To handle this, the solution is to add another register stage to the worst-performing synchronizer chain in the design, thus increasing the metastability settling time and enhancing the MTBF for that chain - and therefore overall design – considerably (if not exponentially!).

Device Technology - Faster vs Smaller

To recap, metastability (although there's nothing stable about this state!) occurs when an incoming asynchronous signal transitions in violation of a register's Set-Up and/or Hold Time. The overall length of time, Set-Up + Hold, essentially defines the 'window' for metastability occurring – the metastability window if you will.

It stands to reason that the faster a register's Set-Up and Hold times, the smaller the metastability window. Indeed, faster logic families exhibit these faster times and hence decrease the probability of a metastable event. Should a metastable event occur (remember metastability cannot be completely eradicated) the registers are fast enough to recover quickly. For example, a register in the 74F family would lead to better MTBF than a device used from the 74LS family – two ends of the device-speed spectrum.

With FPGAs, the decrease in process geometries (from 180nm, through 90nm and onward to 65nm, 40nm and beyond) lends itself to faster transistor switching speeds – typically improving the MTBF due to metastability. However, the benefits of reduced size is not without potential penalty. Shrinking geometries naturally bring reduced supply voltages. During a metastable state, the output from a register is typically half of the supply voltage. As the supply voltage gets smaller and smaller, the voltage difference between full and halfway becomes narrowed, leading to a reduction in the gain of the circuit and longer times for registers to recover from a metastable state.

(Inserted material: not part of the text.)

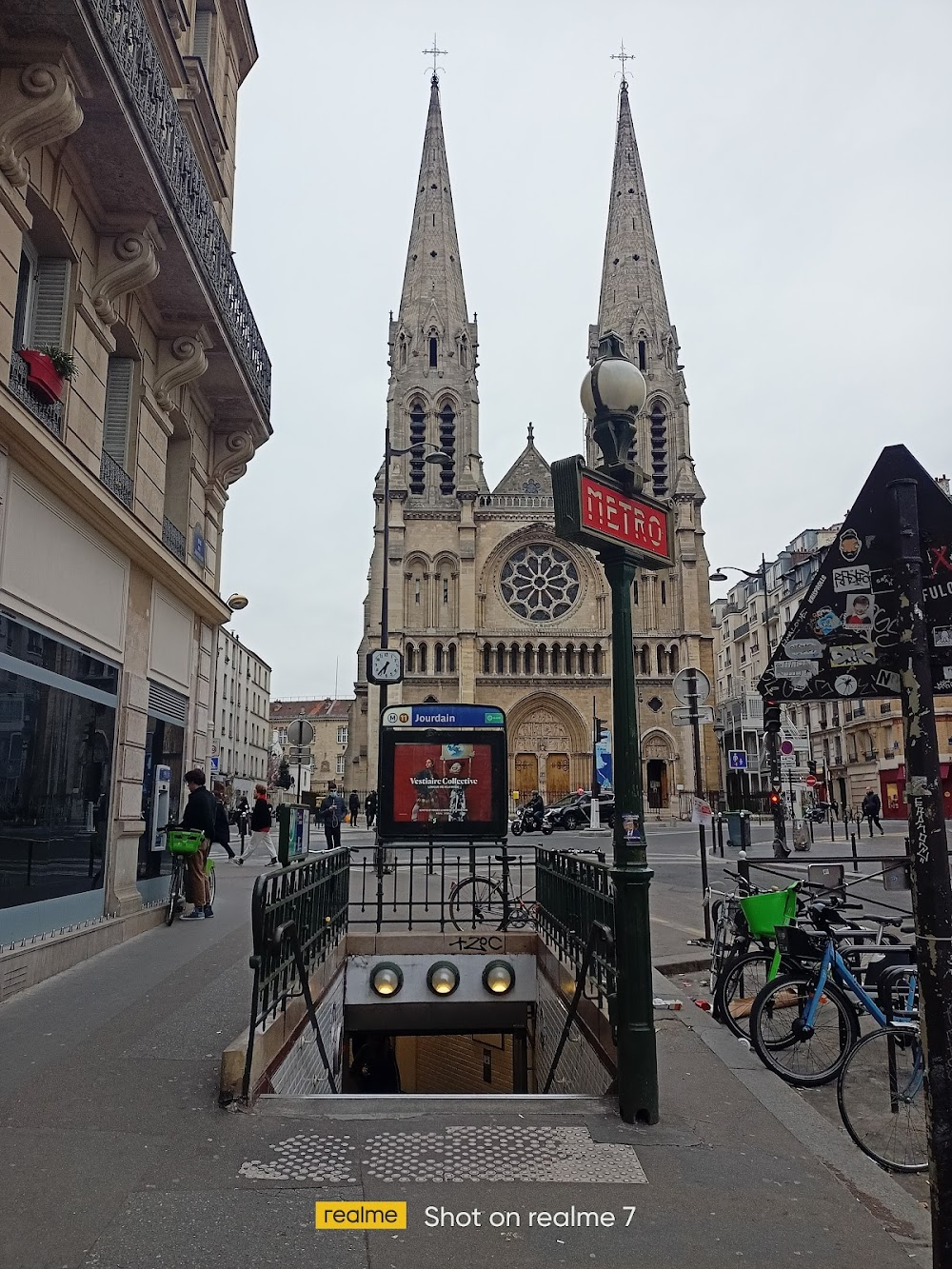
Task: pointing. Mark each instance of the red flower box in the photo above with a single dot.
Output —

FPGA vendors typically perform vigorous metastability analysis to ensure robustness against metastability in physical devices that utilize these ever-decreasing process geometries.

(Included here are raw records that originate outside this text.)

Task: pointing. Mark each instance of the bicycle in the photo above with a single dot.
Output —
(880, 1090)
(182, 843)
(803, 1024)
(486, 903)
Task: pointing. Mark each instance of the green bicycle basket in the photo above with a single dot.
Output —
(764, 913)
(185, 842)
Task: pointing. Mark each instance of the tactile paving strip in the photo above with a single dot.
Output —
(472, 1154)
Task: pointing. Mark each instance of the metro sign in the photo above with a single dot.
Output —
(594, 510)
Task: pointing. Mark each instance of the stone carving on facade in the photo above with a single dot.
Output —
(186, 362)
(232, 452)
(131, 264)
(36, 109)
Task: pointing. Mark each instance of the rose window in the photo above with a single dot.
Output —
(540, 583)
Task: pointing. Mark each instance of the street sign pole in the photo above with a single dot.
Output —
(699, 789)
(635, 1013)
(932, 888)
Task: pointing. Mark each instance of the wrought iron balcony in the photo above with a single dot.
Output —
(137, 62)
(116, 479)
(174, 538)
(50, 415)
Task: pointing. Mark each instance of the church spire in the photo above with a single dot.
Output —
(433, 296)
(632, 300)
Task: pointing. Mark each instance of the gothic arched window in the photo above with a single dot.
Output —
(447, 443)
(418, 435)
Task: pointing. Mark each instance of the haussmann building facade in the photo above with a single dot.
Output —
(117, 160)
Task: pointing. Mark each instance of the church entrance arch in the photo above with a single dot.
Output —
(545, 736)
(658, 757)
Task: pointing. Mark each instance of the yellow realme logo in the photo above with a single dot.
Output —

Altium Designer FPGA Peripherals with Inherent Metastability Protection

The following sections contain tables collectively listing the various FPGA peripheral cores, available for use in FPGA designs and shipped in libraries as part of the Altium Designer installation. For each peripheral, indication is given as to whether or not it incorporates provisions for metastability.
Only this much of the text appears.